A few comments on Shakespeare's
Julius Caesr, which I saw yesterday afternoon. Caesar was played (with panache) by
Geraint Wynne Davies; Brutus by
Ben Carlson; Antony by
Jonathan Goad;
Cassius by Tom Rooney.
Of those, I thought Rooney and Goad stood out. We saw Goad last year as Professor Harold Hill in
The Music Man, and he was great then, too.
maaseru commented, "He has the leading man look." Lots of power and presence. And though I never thought about the similarities before, there is a lot that Shakespeare's Marc Antony and Wilson's Harold Hill have in common: they have golden tongues and an admirable style, they make people love them, they're sympathetic heroes, and they lie eloquently for their cause. They use strategy - and prevarication - as a weapon and a tool, and are still, essentially, heroes.
Rooney as Cassius was lean and hungry enough, with a sort of focussed intesnity that made me make parallels in my mind between Cassius and Iago and Lady Macbeth. The last Cassius who stands out in my mind was Colm Feore, the first time I saw him - his performance was stunning, and put the performances of the other actors in the shade. Not so Rooney: he fit in perfectly and convincingly. I usually think of Brutus in
Caesar as a bit of a stubborn dupe: once convinced, too committed to back down, whether he really wants to kill Caesar or not.
I find Shakespeare's Caesar delightfully ambiguous, though it`s a treat to see one of my favourites looking at one of my favourite historical figures. Is Shakespeare`s Caesar a vainglorious triumpator setting himself up as a monarch? Or is he a benign statesman, destroyed by his countrymen's fear of tyranny? Shakespeare never clearly answers the question, so a lot of it it's in the direction. In this production, twentieth-century style images, and Caesar's luxurious costuming (which evoke the concept of an eastern potentate), maybe imply that he was setting himself up through personal ambition, and yet his love of his friends and the people seems sincere enough. Geraint Wynne Davies didn't answer the question for us: and I found his performance more show than substance. Which is, perhaps, just what Shakespeare would have wanted.
Still. I like a strong, sharp, cunning Caesar, good or bad, and that isn't what we get here. As in most performances of
Julius Caesar I've seen, Caesar is far eclipsed by the stronger characters of Brutus and Antony.

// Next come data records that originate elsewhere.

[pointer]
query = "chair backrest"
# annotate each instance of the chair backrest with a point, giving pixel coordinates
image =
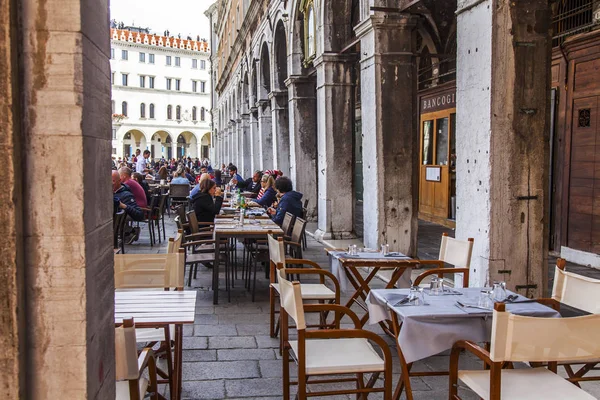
(298, 230)
(575, 290)
(179, 190)
(456, 252)
(175, 243)
(180, 210)
(145, 271)
(286, 225)
(276, 250)
(192, 221)
(291, 301)
(126, 362)
(522, 339)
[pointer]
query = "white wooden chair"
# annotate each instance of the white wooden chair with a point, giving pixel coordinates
(517, 338)
(582, 293)
(130, 381)
(310, 291)
(160, 272)
(329, 353)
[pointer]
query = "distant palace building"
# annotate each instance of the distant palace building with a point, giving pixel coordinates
(160, 94)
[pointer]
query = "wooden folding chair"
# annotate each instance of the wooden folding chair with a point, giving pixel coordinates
(130, 381)
(517, 338)
(330, 352)
(452, 251)
(310, 291)
(153, 271)
(582, 293)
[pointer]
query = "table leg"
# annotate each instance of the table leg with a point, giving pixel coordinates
(178, 361)
(216, 269)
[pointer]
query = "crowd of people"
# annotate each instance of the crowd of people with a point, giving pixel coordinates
(268, 189)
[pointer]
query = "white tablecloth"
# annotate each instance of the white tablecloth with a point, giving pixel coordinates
(429, 330)
(340, 272)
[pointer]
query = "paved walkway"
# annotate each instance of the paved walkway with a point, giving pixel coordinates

I was not terribly impessed by Ben Carlson as Hamlet, and not much impressed with his performance as Brutus here. It takes a lot to make me sympathetic to Brutus; as the text goes, his obsession with honour looks more like narcissism than Caesar's obsession with power. And yes, and yet, in act two, I became actually sympathetic to Brutus in this production, and his focus breaks down under the pressures of war - but not his courage.
I loved the reappearances of Caesar's ghost.
And I loved
Dion Johnstone as Octavius Caesar. My first thought - when he appeared in a rather severe 20th-century-style military uniform - was that he looked like a Vulcan. Seconds later he raised his right hand in a salute, plam out - no, he didn't spread his fingers in a Vulcan salute, but it was the next best thing.
Good costume: rag-bag costuming, as if they took and combined all the costumes of various eras in one show. And oddly, it (mostly) worked - I especially liked the replendent robe that Caesar wore at home with Calpurnia, black with golden dragon embroidered over it. Gorgeous. It seems that everyone in Caesar's family was black except himself - that was fun, too.
Good sets, oversized marble columns, with crumbled to ruin in the battle scenes like moments out of T.S. Eliot.